The company -- which was accused of wrongfully dispossessing Naresh Singh, a resident of Indore in Madhya Pradesh, of a commercial vehicle despite his having repaid his vehicle loan -- was asked to pay compensation of Rs.42,000. In its strongly worded order, the commission also told the finance company to pay Singh Rs.15,000 as the amount spent on obtaining permit and registration and Rs.1,000 as cost of the litigation.
Dismissing the finance company's appeal against a state consumer commission's judgment in favour of Singh, it said: "We find that both the district consumer forum as well as the state commission have given concurrent finding of fact that the vehicle in question was repossessed by the petitioner without serving notice of outstanding amount on the respondent (Singh) and it was also sold without giving any notice to the respondent."

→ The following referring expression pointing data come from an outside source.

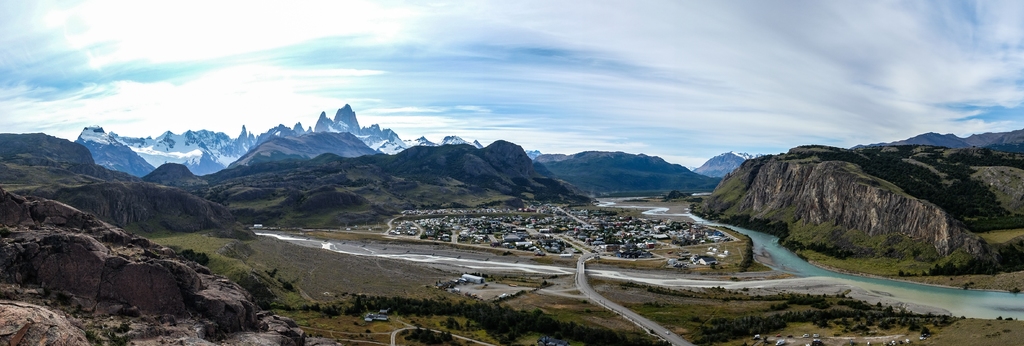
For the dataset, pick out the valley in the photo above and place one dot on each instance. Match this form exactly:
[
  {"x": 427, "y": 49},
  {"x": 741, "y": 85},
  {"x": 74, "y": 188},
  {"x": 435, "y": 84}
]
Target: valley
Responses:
[
  {"x": 617, "y": 278},
  {"x": 327, "y": 240}
]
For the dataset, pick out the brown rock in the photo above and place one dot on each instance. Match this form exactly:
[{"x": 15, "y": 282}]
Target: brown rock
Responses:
[
  {"x": 23, "y": 323},
  {"x": 838, "y": 192}
]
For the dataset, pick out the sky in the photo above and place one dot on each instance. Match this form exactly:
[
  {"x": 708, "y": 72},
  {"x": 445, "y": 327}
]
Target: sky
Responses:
[{"x": 682, "y": 80}]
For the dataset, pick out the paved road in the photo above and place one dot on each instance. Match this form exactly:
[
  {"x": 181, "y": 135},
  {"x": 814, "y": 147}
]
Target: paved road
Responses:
[{"x": 660, "y": 332}]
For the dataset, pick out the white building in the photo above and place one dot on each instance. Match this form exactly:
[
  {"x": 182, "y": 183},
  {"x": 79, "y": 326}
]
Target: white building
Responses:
[{"x": 472, "y": 278}]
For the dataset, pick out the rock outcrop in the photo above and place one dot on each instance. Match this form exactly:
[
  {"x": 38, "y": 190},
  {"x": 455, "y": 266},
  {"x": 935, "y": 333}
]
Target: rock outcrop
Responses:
[
  {"x": 171, "y": 174},
  {"x": 125, "y": 204},
  {"x": 23, "y": 323},
  {"x": 840, "y": 193},
  {"x": 107, "y": 271}
]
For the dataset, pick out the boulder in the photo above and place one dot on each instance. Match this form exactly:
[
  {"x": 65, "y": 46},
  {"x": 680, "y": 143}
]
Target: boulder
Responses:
[{"x": 23, "y": 323}]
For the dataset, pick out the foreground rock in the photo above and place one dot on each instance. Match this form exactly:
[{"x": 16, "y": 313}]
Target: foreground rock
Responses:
[
  {"x": 23, "y": 323},
  {"x": 51, "y": 250}
]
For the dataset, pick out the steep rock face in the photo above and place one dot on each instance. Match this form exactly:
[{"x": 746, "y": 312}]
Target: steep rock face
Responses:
[
  {"x": 23, "y": 323},
  {"x": 723, "y": 164},
  {"x": 509, "y": 159},
  {"x": 306, "y": 146},
  {"x": 604, "y": 172},
  {"x": 43, "y": 146},
  {"x": 112, "y": 154},
  {"x": 835, "y": 192},
  {"x": 109, "y": 271},
  {"x": 125, "y": 204}
]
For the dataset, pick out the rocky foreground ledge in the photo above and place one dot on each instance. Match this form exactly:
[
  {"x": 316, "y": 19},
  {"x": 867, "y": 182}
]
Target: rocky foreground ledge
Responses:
[{"x": 65, "y": 275}]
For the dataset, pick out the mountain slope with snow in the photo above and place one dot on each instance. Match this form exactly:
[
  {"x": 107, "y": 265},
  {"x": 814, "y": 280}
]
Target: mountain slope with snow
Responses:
[
  {"x": 724, "y": 164},
  {"x": 108, "y": 152}
]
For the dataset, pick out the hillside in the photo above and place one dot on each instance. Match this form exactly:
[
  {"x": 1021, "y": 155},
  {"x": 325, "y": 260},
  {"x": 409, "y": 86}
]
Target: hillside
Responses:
[
  {"x": 57, "y": 169},
  {"x": 143, "y": 207},
  {"x": 331, "y": 190},
  {"x": 721, "y": 165},
  {"x": 32, "y": 161},
  {"x": 1012, "y": 141},
  {"x": 57, "y": 262},
  {"x": 305, "y": 146},
  {"x": 915, "y": 206},
  {"x": 605, "y": 172}
]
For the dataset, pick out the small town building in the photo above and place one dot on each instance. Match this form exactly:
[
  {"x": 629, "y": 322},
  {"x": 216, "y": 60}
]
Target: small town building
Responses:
[
  {"x": 549, "y": 341},
  {"x": 472, "y": 278}
]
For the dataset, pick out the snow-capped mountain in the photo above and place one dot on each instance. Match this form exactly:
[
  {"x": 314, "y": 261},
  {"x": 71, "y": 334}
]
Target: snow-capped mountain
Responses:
[
  {"x": 455, "y": 140},
  {"x": 206, "y": 152},
  {"x": 203, "y": 152},
  {"x": 108, "y": 152},
  {"x": 382, "y": 140},
  {"x": 422, "y": 141},
  {"x": 534, "y": 154},
  {"x": 724, "y": 164}
]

"The counsel for the petitioner has failed to show any material irregularity or illegality in the impugned order which may call for interference by this commission in revisional jurisdiction. Therefore, the revision petition fails," said the apex consumer court's Presiding member Ajit Bharihoke and Member Suresh Chandra.
Singh had said in his petition that MMFS gave him a loan of Rs.3.5 lakh for purchasing a Mahindra Tourist vehicle on a hire-purchase basis. The loan amount was to be paid in 34 instalments. It was agreed that the first instalment would be of Rs.24,500 and the remaining instalments would be of Rs.12,250 each.

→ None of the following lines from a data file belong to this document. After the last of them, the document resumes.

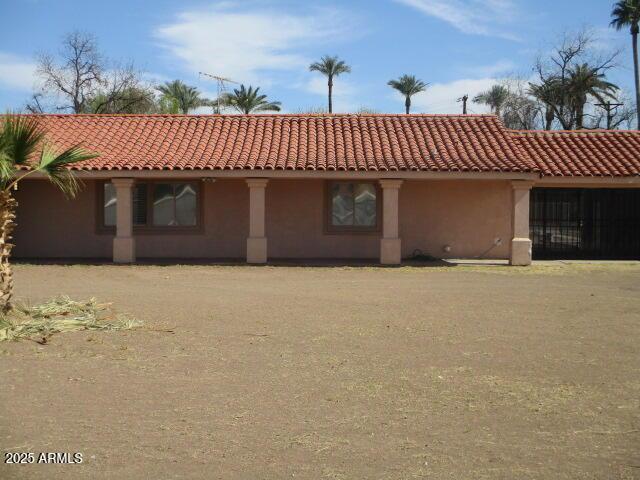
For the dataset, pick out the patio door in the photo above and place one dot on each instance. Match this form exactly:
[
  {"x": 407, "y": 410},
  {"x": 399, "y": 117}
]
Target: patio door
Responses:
[{"x": 585, "y": 223}]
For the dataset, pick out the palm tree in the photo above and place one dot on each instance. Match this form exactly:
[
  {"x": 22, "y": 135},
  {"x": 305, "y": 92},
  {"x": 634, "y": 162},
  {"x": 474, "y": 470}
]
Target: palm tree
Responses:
[
  {"x": 549, "y": 92},
  {"x": 626, "y": 13},
  {"x": 247, "y": 100},
  {"x": 585, "y": 81},
  {"x": 178, "y": 97},
  {"x": 495, "y": 98},
  {"x": 330, "y": 67},
  {"x": 408, "y": 85},
  {"x": 23, "y": 151}
]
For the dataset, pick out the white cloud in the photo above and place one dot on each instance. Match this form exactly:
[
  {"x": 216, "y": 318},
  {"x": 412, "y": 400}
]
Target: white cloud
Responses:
[
  {"x": 16, "y": 73},
  {"x": 479, "y": 17},
  {"x": 442, "y": 97},
  {"x": 247, "y": 45},
  {"x": 499, "y": 68}
]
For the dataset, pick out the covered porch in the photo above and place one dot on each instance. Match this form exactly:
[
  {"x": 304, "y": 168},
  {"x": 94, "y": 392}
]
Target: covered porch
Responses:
[{"x": 259, "y": 219}]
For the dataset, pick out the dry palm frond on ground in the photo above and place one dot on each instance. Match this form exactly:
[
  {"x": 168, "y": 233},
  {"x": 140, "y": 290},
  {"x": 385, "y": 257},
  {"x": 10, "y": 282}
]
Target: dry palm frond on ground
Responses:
[{"x": 61, "y": 314}]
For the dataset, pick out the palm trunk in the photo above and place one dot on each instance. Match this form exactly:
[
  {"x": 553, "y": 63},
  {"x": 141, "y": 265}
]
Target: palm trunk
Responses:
[
  {"x": 8, "y": 206},
  {"x": 634, "y": 36},
  {"x": 549, "y": 117}
]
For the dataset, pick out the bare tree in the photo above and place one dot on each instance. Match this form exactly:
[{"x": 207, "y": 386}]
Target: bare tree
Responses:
[
  {"x": 79, "y": 79},
  {"x": 556, "y": 71},
  {"x": 621, "y": 113}
]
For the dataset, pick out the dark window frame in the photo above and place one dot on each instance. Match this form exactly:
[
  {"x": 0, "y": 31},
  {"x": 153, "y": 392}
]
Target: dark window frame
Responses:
[
  {"x": 149, "y": 227},
  {"x": 330, "y": 229}
]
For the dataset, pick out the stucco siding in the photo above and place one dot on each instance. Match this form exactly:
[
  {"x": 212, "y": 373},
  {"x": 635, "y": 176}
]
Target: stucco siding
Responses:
[{"x": 466, "y": 215}]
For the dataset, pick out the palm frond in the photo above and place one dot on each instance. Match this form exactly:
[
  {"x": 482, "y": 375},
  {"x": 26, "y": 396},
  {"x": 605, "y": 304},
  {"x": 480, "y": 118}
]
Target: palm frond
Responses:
[
  {"x": 408, "y": 85},
  {"x": 20, "y": 138},
  {"x": 330, "y": 66},
  {"x": 55, "y": 166}
]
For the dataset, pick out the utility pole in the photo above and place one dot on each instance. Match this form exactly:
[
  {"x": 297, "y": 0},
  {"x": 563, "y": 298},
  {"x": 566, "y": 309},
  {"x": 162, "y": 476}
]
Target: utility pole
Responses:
[
  {"x": 464, "y": 100},
  {"x": 610, "y": 108},
  {"x": 220, "y": 81}
]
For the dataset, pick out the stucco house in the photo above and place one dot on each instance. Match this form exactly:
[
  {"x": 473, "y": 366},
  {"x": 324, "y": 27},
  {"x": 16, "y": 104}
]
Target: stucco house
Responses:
[{"x": 260, "y": 187}]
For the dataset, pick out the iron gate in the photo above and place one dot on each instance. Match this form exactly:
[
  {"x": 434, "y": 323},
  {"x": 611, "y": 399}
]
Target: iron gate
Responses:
[{"x": 585, "y": 223}]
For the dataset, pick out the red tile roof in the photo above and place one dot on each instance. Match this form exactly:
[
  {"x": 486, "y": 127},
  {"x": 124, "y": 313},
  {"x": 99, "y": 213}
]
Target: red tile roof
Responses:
[
  {"x": 439, "y": 143},
  {"x": 445, "y": 143},
  {"x": 585, "y": 153}
]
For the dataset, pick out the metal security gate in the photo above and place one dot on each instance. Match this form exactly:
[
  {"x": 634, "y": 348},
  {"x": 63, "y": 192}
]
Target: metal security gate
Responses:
[{"x": 585, "y": 223}]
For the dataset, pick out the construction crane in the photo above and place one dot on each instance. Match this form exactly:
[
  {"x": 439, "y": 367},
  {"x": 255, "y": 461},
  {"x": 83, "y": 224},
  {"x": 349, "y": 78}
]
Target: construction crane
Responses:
[{"x": 220, "y": 81}]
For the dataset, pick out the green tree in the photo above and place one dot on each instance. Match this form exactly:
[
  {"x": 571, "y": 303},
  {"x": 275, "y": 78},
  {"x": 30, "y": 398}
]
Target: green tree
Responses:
[
  {"x": 330, "y": 67},
  {"x": 549, "y": 93},
  {"x": 23, "y": 152},
  {"x": 586, "y": 81},
  {"x": 408, "y": 85},
  {"x": 247, "y": 100},
  {"x": 131, "y": 100},
  {"x": 626, "y": 13},
  {"x": 495, "y": 98},
  {"x": 178, "y": 96}
]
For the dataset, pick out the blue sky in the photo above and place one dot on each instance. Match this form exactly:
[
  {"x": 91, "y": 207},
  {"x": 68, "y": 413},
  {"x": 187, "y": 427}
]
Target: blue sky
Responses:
[{"x": 457, "y": 46}]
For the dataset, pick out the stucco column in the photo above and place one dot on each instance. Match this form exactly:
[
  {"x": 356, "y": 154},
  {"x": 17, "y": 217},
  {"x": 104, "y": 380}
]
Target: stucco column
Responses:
[
  {"x": 520, "y": 242},
  {"x": 257, "y": 241},
  {"x": 124, "y": 245},
  {"x": 390, "y": 244}
]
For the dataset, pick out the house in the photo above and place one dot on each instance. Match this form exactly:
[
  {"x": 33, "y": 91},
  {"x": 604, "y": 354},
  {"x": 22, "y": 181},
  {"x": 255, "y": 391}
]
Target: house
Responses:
[{"x": 335, "y": 187}]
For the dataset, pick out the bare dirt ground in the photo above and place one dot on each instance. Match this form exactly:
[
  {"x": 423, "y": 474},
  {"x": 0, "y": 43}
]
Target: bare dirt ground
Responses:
[{"x": 338, "y": 373}]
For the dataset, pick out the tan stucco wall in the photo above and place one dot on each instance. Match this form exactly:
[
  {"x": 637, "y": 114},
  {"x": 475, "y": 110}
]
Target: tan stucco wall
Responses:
[{"x": 465, "y": 214}]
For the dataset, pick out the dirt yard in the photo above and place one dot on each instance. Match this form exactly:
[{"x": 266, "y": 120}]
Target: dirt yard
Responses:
[{"x": 337, "y": 373}]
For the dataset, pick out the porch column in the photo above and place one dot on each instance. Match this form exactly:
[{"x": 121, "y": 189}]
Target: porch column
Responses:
[
  {"x": 520, "y": 242},
  {"x": 390, "y": 244},
  {"x": 124, "y": 245},
  {"x": 257, "y": 241}
]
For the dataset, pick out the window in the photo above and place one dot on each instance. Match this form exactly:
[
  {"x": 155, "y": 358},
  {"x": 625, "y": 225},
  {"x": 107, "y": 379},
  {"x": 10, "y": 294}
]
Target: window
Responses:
[
  {"x": 353, "y": 206},
  {"x": 156, "y": 204}
]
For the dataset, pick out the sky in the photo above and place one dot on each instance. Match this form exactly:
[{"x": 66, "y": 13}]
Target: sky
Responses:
[{"x": 457, "y": 46}]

The commercial vehicle operator said he paid all the instalments against the loan between June 1, 2004, and Sep 2, 2005. Despite that, the finance company repossessed the vehicle Oct 23, 2005, without giving notice on the ground that Rs.4.29 lakh was outstanding against the loan.

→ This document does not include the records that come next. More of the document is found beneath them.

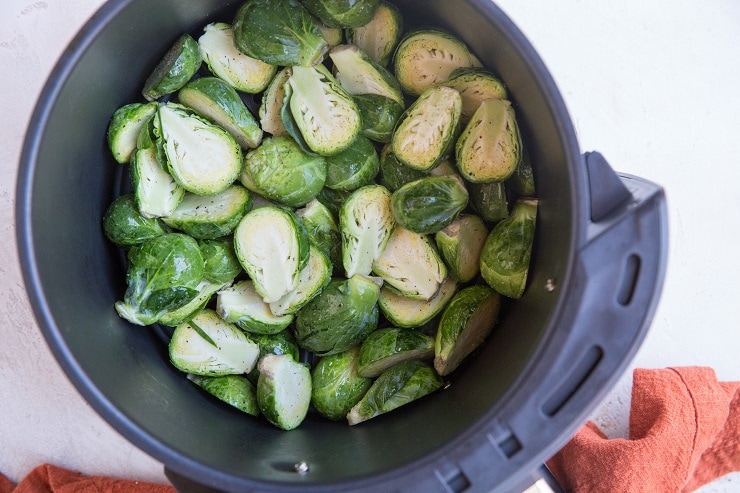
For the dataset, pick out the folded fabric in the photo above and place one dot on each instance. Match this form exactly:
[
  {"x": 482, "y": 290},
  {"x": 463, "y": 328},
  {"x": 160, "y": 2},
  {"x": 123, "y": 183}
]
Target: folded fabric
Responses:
[
  {"x": 48, "y": 478},
  {"x": 684, "y": 432}
]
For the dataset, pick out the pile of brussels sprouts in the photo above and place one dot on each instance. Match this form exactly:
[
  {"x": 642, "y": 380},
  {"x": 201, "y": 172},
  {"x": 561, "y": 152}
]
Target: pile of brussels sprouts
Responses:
[{"x": 327, "y": 210}]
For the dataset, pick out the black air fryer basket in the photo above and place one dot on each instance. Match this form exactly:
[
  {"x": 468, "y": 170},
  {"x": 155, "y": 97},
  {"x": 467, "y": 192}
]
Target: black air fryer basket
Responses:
[{"x": 594, "y": 283}]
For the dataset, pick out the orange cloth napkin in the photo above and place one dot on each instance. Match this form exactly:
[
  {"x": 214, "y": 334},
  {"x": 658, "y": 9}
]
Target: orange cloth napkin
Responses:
[{"x": 684, "y": 433}]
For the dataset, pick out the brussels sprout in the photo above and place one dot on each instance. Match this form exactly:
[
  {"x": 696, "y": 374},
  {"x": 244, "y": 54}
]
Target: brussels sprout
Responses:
[
  {"x": 272, "y": 247},
  {"x": 203, "y": 158},
  {"x": 366, "y": 222},
  {"x": 283, "y": 390},
  {"x": 489, "y": 148},
  {"x": 327, "y": 117},
  {"x": 489, "y": 200},
  {"x": 163, "y": 275},
  {"x": 278, "y": 32},
  {"x": 427, "y": 57},
  {"x": 465, "y": 324},
  {"x": 406, "y": 312},
  {"x": 379, "y": 37},
  {"x": 475, "y": 85},
  {"x": 336, "y": 384},
  {"x": 175, "y": 69},
  {"x": 379, "y": 116},
  {"x": 241, "y": 305},
  {"x": 504, "y": 261},
  {"x": 354, "y": 167},
  {"x": 314, "y": 276},
  {"x": 396, "y": 386},
  {"x": 125, "y": 226},
  {"x": 214, "y": 99},
  {"x": 342, "y": 13},
  {"x": 460, "y": 244},
  {"x": 410, "y": 265},
  {"x": 210, "y": 216},
  {"x": 240, "y": 71},
  {"x": 342, "y": 315},
  {"x": 272, "y": 102},
  {"x": 209, "y": 346},
  {"x": 234, "y": 390},
  {"x": 124, "y": 128},
  {"x": 156, "y": 192},
  {"x": 281, "y": 171},
  {"x": 429, "y": 204},
  {"x": 391, "y": 345},
  {"x": 426, "y": 132},
  {"x": 358, "y": 74}
]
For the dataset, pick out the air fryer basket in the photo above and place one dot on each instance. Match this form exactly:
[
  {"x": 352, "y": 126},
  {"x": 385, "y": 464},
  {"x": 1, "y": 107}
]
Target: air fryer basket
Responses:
[{"x": 594, "y": 283}]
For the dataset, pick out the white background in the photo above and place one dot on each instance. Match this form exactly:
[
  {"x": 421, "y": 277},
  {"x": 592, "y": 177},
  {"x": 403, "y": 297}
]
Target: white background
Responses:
[{"x": 652, "y": 85}]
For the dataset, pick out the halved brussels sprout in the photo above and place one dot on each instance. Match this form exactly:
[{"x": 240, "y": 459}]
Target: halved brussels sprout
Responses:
[
  {"x": 341, "y": 316},
  {"x": 342, "y": 13},
  {"x": 209, "y": 346},
  {"x": 125, "y": 226},
  {"x": 398, "y": 385},
  {"x": 281, "y": 171},
  {"x": 429, "y": 204},
  {"x": 124, "y": 128},
  {"x": 366, "y": 222},
  {"x": 489, "y": 148},
  {"x": 210, "y": 216},
  {"x": 504, "y": 261},
  {"x": 175, "y": 69},
  {"x": 203, "y": 158},
  {"x": 465, "y": 324},
  {"x": 235, "y": 390},
  {"x": 426, "y": 132},
  {"x": 214, "y": 99},
  {"x": 272, "y": 246},
  {"x": 240, "y": 71},
  {"x": 379, "y": 37},
  {"x": 391, "y": 345},
  {"x": 427, "y": 57},
  {"x": 410, "y": 265},
  {"x": 336, "y": 384},
  {"x": 354, "y": 167},
  {"x": 283, "y": 390},
  {"x": 406, "y": 312},
  {"x": 241, "y": 305},
  {"x": 460, "y": 244},
  {"x": 327, "y": 117},
  {"x": 278, "y": 32},
  {"x": 358, "y": 74}
]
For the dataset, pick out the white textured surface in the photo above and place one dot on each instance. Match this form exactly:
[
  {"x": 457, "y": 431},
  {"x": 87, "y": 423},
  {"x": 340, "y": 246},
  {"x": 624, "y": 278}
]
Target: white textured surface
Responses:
[{"x": 652, "y": 85}]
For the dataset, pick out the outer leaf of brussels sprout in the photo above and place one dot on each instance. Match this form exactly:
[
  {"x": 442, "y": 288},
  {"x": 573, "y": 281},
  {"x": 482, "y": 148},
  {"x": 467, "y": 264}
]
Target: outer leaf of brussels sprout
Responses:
[
  {"x": 427, "y": 131},
  {"x": 336, "y": 384},
  {"x": 465, "y": 324},
  {"x": 281, "y": 171},
  {"x": 429, "y": 204},
  {"x": 391, "y": 345},
  {"x": 234, "y": 390},
  {"x": 354, "y": 167},
  {"x": 163, "y": 275},
  {"x": 343, "y": 13},
  {"x": 125, "y": 226},
  {"x": 341, "y": 316},
  {"x": 508, "y": 249},
  {"x": 209, "y": 346},
  {"x": 489, "y": 149},
  {"x": 240, "y": 71},
  {"x": 396, "y": 386},
  {"x": 278, "y": 32},
  {"x": 366, "y": 222}
]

He alleged that soon after the illegal repossession of his vehicle, it was sold without any notice to him for a sum of Rs.2.5 lakh. Singh filed a complaint claiming a sum of Rs.82,000 as compensation and for other charges.
The finance company admitted that it financed Rs.3.50 lakh for purchasing a vehicle by Singh but denied that he paid the instalments regularly.
Denying deficiency in service on its part, MMFS claimed that Rs.85,650 was outstanding against Singh Oct 23, 2005, and, therefore, the vehicle was possessed in a lawful manner and sold.
The district forum ruled in Singh's favour and concluded that the possession of the vehicle was taken by the finance company without informing him about any amount outstanding against him and, thereafter, the vehicle was unlawfully sold without notice.
The national commission also slammed MMFS for delay of 71 days in filing the revision petition.
"The petitioner has failed to disclose sufficient cause for delay in filing of revision petition. Therefore, we are not inclined to condone the delay on this count alone and revision petition fails," said Bharihoke.